The following general formula (3):
(In the formula, ring A represents an optionally substituted benzene ring ; X and X ′ each independently represents a halogen atom, an alkylsulfonyloxy group, an arylsulfonyloxy group, or a halogen-substituted alkylsulfonyloxy group. )
A phthalic acid derivative represented by the following general formula (4):
(Wherein Y represents a halogen atom, an alkylsulfonyloxy group, an arylsulfonyloxy group or a halogen-substituted alkylsulfonyloxy group; l represents an integer of 2 to 8)
Is reacted with a magnesium compound represented by the following general formula (2):
(Wherein, rings A and l are as defined above; the wavy line indicates a double bond cis-form and / or trans-form)
General formula (1) characterized in that an alkylidenephthalide represented by the following formula is obtained and then asymmetrically hydrogenated:
(In the formula, rings A and l are as defined above; * indicates an asymmetric carbon atom)

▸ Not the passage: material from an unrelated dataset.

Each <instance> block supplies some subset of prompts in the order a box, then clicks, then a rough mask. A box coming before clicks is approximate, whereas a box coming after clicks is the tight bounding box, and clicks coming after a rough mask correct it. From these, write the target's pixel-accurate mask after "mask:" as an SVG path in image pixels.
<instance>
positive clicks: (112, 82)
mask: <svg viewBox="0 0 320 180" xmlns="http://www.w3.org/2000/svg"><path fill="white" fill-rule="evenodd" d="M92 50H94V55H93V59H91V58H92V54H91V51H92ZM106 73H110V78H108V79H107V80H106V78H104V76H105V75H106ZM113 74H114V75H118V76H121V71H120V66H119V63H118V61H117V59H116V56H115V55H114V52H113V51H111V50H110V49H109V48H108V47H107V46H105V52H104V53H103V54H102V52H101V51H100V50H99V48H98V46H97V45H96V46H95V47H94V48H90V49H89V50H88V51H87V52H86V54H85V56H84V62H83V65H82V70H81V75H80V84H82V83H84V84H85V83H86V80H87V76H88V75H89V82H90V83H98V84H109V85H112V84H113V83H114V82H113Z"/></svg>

The manufacturing method of optically active alkylphthalides represented by these. The following general formula (3):
(In the formula, ring A represents an optionally substituted benzene ring ; X and X ′ each independently represents a halogen atom, an alkylsulfonyloxy group, an arylsulfonyloxy group, or a halogen-substituted alkylsulfonyloxy group. )
A phthalic acid derivative represented by the following general formula (4):
(Wherein Y represents a halogen atom, an alkylsulfonyloxy group, an arylsulfonyloxy group or a halogen-substituted alkylsulfonyloxy group; l represents an integer of 2 to 8)

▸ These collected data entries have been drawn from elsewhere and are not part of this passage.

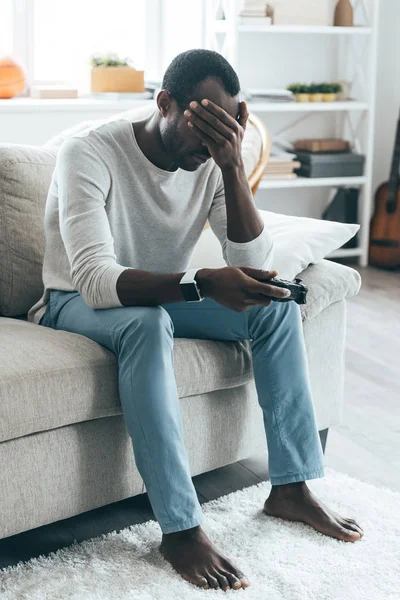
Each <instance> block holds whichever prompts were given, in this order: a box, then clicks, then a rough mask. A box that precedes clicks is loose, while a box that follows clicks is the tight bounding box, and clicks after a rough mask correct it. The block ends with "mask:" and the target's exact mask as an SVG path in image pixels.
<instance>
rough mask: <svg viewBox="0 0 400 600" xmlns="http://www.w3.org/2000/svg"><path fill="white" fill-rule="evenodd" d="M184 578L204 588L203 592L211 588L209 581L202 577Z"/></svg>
mask: <svg viewBox="0 0 400 600" xmlns="http://www.w3.org/2000/svg"><path fill="white" fill-rule="evenodd" d="M183 578H184V579H186V581H189V582H190V583H193V584H194V585H197V586H198V587H201V588H203V590H208V589H209V587H210V585H209V583H208V581H207V579H206V578H205V577H203V576H201V575H196V576H195V577H190V578H189V577H185V576H183Z"/></svg>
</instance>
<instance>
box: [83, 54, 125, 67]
mask: <svg viewBox="0 0 400 600" xmlns="http://www.w3.org/2000/svg"><path fill="white" fill-rule="evenodd" d="M90 65H91V66H92V67H132V66H133V62H132V61H131V59H130V58H124V59H121V58H119V57H118V55H117V54H115V53H113V52H109V53H108V54H99V53H95V54H92V55H91V57H90Z"/></svg>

The following general formula (2) characterized by reacting with a magnesium compound represented by the formula:
(Wherein, rings A and l are as defined above; the wavy line indicates a double bond cis-form and / or trans-form)

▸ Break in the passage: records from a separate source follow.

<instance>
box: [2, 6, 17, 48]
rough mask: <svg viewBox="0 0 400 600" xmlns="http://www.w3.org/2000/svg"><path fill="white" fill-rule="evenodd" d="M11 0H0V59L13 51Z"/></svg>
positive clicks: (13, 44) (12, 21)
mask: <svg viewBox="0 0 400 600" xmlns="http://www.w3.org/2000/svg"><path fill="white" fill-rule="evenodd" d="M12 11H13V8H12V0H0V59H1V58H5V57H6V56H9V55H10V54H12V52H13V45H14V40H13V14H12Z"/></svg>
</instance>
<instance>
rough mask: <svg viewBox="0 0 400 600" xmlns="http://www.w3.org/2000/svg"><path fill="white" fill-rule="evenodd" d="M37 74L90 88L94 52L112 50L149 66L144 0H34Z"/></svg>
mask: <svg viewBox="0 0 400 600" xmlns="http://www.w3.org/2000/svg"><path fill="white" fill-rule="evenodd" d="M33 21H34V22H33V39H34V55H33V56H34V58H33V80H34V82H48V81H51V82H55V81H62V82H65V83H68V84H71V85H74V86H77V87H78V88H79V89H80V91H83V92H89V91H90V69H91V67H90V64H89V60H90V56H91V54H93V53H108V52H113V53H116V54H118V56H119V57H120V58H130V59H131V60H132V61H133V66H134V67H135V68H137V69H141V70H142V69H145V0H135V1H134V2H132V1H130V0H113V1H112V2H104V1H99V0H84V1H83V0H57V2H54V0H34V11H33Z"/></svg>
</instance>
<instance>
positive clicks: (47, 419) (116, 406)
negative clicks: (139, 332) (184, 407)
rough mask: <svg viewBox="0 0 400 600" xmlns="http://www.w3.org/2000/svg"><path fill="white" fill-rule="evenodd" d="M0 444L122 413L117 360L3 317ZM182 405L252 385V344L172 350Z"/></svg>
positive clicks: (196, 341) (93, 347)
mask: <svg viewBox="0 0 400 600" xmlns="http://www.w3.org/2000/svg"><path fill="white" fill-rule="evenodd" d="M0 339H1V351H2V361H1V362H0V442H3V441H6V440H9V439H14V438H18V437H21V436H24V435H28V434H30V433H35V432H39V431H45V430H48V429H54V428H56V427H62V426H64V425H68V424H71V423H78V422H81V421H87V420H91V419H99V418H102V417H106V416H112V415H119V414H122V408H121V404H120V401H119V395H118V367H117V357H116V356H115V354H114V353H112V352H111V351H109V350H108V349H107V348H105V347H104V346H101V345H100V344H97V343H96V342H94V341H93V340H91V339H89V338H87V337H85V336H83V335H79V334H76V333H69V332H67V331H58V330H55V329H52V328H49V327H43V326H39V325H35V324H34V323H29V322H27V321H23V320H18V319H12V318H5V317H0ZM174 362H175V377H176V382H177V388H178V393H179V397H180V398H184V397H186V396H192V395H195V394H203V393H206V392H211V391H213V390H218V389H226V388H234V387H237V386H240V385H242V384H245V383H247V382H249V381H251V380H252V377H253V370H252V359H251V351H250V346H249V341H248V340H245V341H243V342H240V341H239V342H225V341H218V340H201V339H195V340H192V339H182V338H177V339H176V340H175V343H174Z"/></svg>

The manufacturing method of the alkylidene phthalides represented by these. The process according to claim 1, wherein the performing asymmetric hydrogenation with complexes comprising an optically active phosphine compound of a transition metal. The optically active phosphine compound has the following general formula (7) :
(In the formula, R ^{1 to} R ⁴ each independently represents an aromatic group which may have a substituent or a cycloalkyl group having 3 to 10 carbon atoms, or R ¹ and R ² , R ³ and R ⁴ may each form a heterocyclic ring together with adjacent phosphorus atoms; R ⁵ and R ⁶ each independently represent a hydrogen atom, an alkyl group having 1 to 5 carbon atoms, or an alkyl group having 1 to 5 carbon atoms. alkoxy group, diamino group (containing 1-5 alkyl carbon atoms), shows a 5-8 membered cyclic amino group or a halogen atom; R ⁷ is an alkyl group having 1 to 5 carbon atoms, an alkoxy group having 1 to 5 carbon atoms, A di (C 1-5 alkyl) amino group, a 5- to 8-membered cyclic amino group, or a halogen atom; and R ⁵ and R ⁶ , R ⁶ and R ⁷ are combined together to form a condensed benzene ring , Condensed substituted benzene ring, trimethylene group, tetramethylene group, pentamethylene group, methylenedi Alkoxy group, may form an ethylenedioxy group or a trimethylenedioxy group)
The production method according to claim 3 , which is an optically active phosphine compound represented by the formula: The method according to claim 3 or 4 , wherein an asymmetric hydrogenation reaction is carried out with an optically active phosphine complex comprising an optically active phosphine compound and a transition metal complex selected from rhodium, iridium and ruthenium. Asymmetric hydrogenation reaction is performed by adding an ammonium salt, a phosphonium salt or an alkali metal salt to an optically active phosphine complex comprising an optically active phosphine compound and a transition metal complex selected from rhodium, iridium and ruthenium. The manufacturing method of any one of Claims 3-5 to do.